Cela étant, le premier juge a justement relevé que le salarié n’apportait aucune précision sur les chantiers qu’il aurait effectués et qui justifieraient la perception de primes de panier.
Le salarié ne justifiant d’aucun manière avoir subi un quelconque préjudice en relation avec un manquement de l’employeur dans l’exécution du contrat de travail, sa demande indemnitaire de ce chef sera rejetée.
Sur la demande de remise de documents rectifiés.
La Selas Egide ès qualités sera condamnée à remettre à M. Y des bulletins de paie rectifiés conformément aux dispositions du présent arrêt.
Sur la garantie du Cgea-Ags de Bordeaux.
Il y a lieu de déclarer le présent arrêt opposable au Cgea Ags de Bordeaux qui sera tenu à garantie dans les conditions et limites résultant des dispositions des articles L.3253-8 du code du travail et L. 3253-17 et L. 3253-19 et suivants du code du travail.

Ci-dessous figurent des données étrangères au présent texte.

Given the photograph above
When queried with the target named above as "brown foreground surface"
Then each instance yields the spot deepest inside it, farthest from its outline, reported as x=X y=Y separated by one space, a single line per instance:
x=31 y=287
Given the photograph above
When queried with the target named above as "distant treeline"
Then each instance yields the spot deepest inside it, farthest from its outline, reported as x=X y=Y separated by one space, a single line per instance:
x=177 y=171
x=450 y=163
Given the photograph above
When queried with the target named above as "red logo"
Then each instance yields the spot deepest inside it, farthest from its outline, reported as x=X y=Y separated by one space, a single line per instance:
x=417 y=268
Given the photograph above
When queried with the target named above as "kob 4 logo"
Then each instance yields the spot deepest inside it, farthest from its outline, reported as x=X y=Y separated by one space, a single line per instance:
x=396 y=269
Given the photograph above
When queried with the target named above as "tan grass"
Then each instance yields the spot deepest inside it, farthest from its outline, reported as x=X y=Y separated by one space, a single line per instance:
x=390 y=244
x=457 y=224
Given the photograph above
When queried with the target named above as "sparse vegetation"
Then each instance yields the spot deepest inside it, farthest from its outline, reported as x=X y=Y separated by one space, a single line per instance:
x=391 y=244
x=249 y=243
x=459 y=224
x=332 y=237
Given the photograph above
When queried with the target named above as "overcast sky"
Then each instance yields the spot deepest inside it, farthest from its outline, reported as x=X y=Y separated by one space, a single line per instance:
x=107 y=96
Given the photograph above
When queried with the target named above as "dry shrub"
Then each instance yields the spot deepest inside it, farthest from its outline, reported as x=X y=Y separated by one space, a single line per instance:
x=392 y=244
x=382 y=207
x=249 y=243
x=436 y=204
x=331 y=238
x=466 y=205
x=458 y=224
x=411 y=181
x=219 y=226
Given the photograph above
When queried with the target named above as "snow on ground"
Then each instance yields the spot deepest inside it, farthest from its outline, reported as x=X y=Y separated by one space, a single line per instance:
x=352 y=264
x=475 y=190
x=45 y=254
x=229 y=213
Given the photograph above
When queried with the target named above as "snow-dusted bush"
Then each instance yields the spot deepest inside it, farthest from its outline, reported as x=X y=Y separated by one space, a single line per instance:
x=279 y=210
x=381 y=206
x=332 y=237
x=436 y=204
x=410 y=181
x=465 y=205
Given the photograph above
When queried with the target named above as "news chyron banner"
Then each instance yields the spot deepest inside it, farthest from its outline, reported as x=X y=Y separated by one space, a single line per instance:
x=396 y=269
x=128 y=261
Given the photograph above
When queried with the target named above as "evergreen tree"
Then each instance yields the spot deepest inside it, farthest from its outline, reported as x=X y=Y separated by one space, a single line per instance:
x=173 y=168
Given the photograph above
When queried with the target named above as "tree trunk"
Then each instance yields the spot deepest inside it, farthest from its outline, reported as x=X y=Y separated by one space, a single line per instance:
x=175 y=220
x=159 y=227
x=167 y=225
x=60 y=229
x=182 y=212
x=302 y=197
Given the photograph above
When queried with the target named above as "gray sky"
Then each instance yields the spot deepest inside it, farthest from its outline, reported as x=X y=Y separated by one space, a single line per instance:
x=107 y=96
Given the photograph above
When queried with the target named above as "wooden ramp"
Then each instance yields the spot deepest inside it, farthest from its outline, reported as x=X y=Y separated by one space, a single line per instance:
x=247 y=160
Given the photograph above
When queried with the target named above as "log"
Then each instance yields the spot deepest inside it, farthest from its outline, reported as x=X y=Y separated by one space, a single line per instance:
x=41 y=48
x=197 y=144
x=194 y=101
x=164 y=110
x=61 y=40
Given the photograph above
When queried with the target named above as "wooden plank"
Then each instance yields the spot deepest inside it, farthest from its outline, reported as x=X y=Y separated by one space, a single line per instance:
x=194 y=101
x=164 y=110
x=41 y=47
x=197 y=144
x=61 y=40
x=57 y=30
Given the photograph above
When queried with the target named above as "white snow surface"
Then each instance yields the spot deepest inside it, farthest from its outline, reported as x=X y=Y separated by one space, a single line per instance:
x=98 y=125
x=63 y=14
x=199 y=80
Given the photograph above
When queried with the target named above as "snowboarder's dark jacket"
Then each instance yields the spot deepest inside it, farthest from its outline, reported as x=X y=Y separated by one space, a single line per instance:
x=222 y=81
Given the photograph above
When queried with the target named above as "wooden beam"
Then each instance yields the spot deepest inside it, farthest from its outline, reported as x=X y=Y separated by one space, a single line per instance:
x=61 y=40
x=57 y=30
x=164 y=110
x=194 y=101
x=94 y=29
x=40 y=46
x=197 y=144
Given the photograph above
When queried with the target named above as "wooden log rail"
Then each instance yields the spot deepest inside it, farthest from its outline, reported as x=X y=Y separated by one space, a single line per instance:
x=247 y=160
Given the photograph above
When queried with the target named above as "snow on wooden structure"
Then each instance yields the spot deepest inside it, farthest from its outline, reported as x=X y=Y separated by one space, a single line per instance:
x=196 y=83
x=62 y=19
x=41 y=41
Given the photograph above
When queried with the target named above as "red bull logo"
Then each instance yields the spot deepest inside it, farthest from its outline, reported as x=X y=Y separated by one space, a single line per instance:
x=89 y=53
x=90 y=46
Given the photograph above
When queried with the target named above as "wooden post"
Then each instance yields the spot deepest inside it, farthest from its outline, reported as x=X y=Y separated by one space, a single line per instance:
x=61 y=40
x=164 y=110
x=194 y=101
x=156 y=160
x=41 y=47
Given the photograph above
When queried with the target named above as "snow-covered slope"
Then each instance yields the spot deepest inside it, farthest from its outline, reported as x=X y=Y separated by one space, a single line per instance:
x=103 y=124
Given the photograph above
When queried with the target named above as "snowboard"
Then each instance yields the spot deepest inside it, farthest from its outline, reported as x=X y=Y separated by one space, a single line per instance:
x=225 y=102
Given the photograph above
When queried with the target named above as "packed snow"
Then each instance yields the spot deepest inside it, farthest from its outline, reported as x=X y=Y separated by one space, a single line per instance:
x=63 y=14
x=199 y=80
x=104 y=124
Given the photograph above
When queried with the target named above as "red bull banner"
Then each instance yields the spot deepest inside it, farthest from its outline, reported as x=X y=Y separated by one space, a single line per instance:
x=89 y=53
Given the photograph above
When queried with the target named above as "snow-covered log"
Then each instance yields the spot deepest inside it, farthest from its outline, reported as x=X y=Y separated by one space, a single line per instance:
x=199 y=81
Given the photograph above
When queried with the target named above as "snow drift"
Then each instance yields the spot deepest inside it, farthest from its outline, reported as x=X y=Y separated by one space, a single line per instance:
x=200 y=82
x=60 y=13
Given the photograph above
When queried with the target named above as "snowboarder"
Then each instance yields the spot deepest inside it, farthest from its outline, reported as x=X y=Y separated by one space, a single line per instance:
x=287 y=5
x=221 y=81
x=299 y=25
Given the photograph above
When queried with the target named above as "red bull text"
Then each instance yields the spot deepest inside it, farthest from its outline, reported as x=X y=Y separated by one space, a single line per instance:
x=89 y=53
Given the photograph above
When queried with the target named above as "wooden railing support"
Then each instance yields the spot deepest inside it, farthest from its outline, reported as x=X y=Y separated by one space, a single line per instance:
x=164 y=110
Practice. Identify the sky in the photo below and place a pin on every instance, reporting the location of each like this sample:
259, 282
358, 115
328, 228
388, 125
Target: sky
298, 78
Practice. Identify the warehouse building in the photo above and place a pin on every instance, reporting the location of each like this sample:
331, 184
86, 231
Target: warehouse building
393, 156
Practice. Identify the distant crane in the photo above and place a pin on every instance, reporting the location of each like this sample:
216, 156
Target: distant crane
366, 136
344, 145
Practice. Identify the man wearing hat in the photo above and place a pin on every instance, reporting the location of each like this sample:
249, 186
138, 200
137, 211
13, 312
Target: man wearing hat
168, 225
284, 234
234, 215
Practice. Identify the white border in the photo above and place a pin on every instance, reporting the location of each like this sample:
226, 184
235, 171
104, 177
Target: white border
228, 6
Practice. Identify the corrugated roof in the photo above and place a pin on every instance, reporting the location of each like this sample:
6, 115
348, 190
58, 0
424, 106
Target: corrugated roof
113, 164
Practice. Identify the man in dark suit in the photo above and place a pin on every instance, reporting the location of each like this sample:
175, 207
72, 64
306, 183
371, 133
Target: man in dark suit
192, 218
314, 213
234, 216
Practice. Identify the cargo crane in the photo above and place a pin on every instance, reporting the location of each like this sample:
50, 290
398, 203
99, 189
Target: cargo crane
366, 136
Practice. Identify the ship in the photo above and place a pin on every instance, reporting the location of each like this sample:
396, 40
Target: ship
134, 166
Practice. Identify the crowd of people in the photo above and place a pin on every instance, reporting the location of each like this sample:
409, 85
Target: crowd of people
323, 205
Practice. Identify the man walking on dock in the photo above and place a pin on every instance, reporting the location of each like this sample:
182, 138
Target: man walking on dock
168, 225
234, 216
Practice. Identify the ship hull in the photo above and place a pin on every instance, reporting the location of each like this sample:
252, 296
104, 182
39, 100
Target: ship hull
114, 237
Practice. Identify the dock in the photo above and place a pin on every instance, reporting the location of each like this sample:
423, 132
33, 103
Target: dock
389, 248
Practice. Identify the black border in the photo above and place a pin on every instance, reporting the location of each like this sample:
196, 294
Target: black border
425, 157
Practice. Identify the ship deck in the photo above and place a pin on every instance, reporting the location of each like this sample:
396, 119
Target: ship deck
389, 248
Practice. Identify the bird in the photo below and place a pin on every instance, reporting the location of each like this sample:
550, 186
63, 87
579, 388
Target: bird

Sur les demandes accessoires.
Il est équitable de laisser à la charge de chacune des parties les frais irrépétibles non compris dans les dépens de première instance et d’appel.
PAR CES MOTIFS
La cour statuant par mise à disposition au greffe, publiquement, contradictoirement et en dernier ressort,
• Confirme le jugement entrepris sauf en ce qu’après avoir dit que l’employeur avait régulièrement appliqué l’abattement forfaitaire de 10% pour frais professionnels, il a rejeté la demande indemnitaire de ce chef, en ce qu’il a condamné M. Y aux dépens,
Le réformant sur ces points et statuant de nouveau sur les chefs infirmés,•
Dit que l’employeur ne pouvait appliquer l’abattement litigieux,•
• Fixe la créance de M. Y au passif de la liquidation judiciaire de la Sarl Haure à la somme de 3.000 € en réparation de la perte de chance au titre des droits à la retraite,
• Condamne la Selas Egide ès qualités à remettre à M. Y des bulletins de paie rectifiés conformément aux dispositions du présent arrêt,
• Déclare le présent arrêt opposable au Cgea-Ags de Bordeaux qui sera tenu à garantie dans les conditions et limites résultant des dispositions des articles L. 3253-8 du code du travail et L. 3253-17 et L. 3253-19 et suivants du code du travail,
• Dit que les entiers dépens seront pris en frais privilégiés de procédure collective et dit n’y avoir lieu à condamnation sur le fondement de l’article 700 du code de procédure civile.
Arrêt signé par Madame CAUTRES, Présidente, et par Madame LAUBIE, greffière, à laquelle la minute de la décision a été remise par le magistrat signataire.